In this case, the showing required of Plaintiff is even higher because the 120-day period has already expired. Where an extension is sought after expiration of 120 days, Rule 6(b) requires that the party show that the delay in service resulted from "excusable neglect." FED. R. CIV. PRO. 6(b) (permitting a district court to extend the time for service "after the expiration of the specified period . . . where the failure to act was the result of excusable neglect"). A showing of excusable neglect is a demanding standard, which the Fourth Circuit has noted "is not easily demonstrated, nor was it intended to be." Britt, 170 F.R.D. at 9 (citing Thompson v. E.I. duPont de Nemours Co., 76 F.3d 530, 534 (4th Cir. 1996)).
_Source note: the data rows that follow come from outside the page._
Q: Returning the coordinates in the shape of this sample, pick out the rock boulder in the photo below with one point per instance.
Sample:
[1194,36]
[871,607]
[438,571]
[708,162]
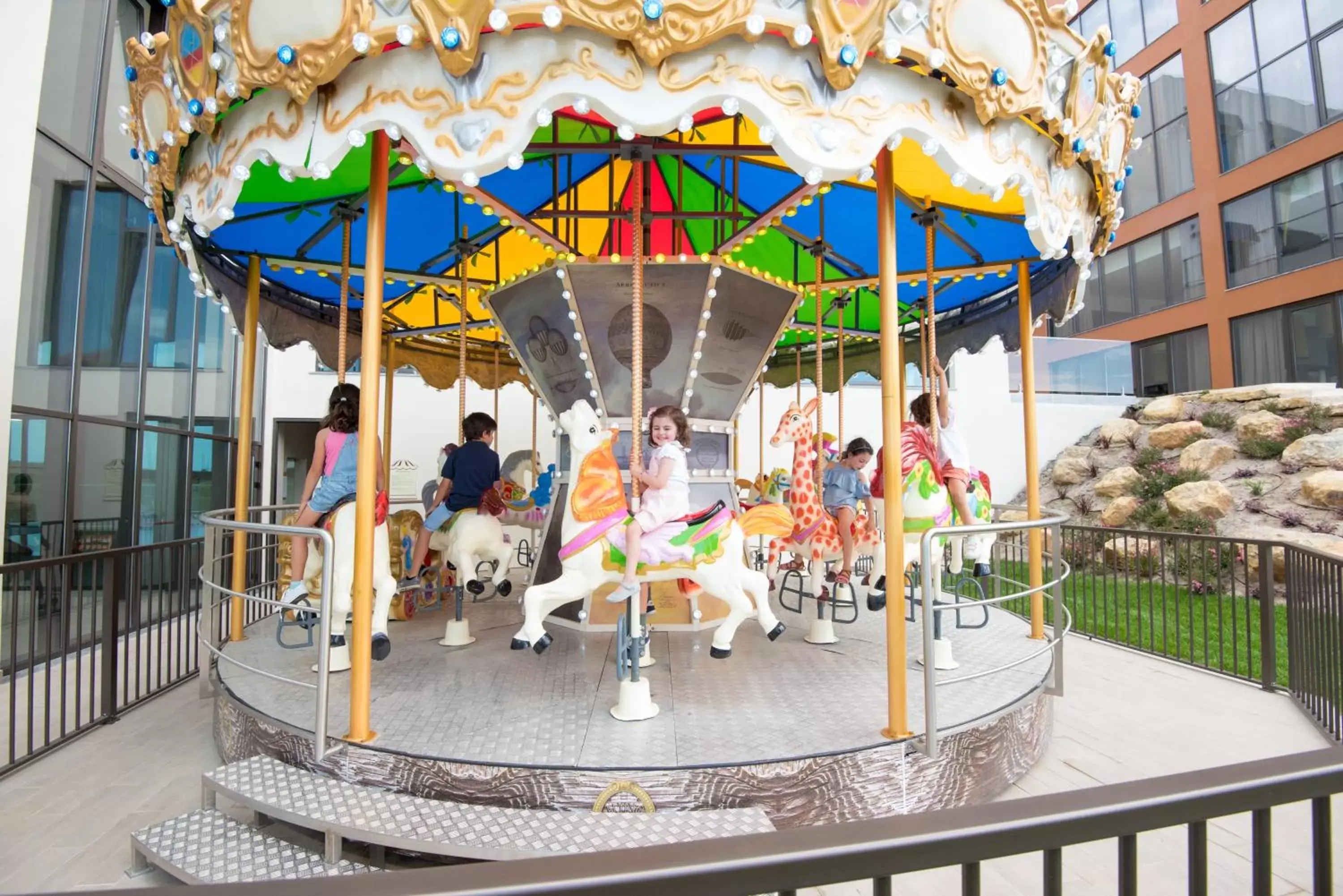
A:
[1176,434]
[1206,456]
[1118,483]
[1317,451]
[1119,429]
[1262,425]
[1163,410]
[1325,490]
[1119,511]
[1209,500]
Therefore, Plaintiff must show both that there was good cause for the lack of service, and that her delay in filing the motion to extend before expiration of the 120-day period was the result of excusable neglect. See Mendez, 45 F.3d at 79 (finding that plaintiff failed to satisfy Rules 4(m) and 6(b) by not establishing "both good cause for the lack of service and excusable neglect for not filing the motion to extent service before the expiration of the 120-day period").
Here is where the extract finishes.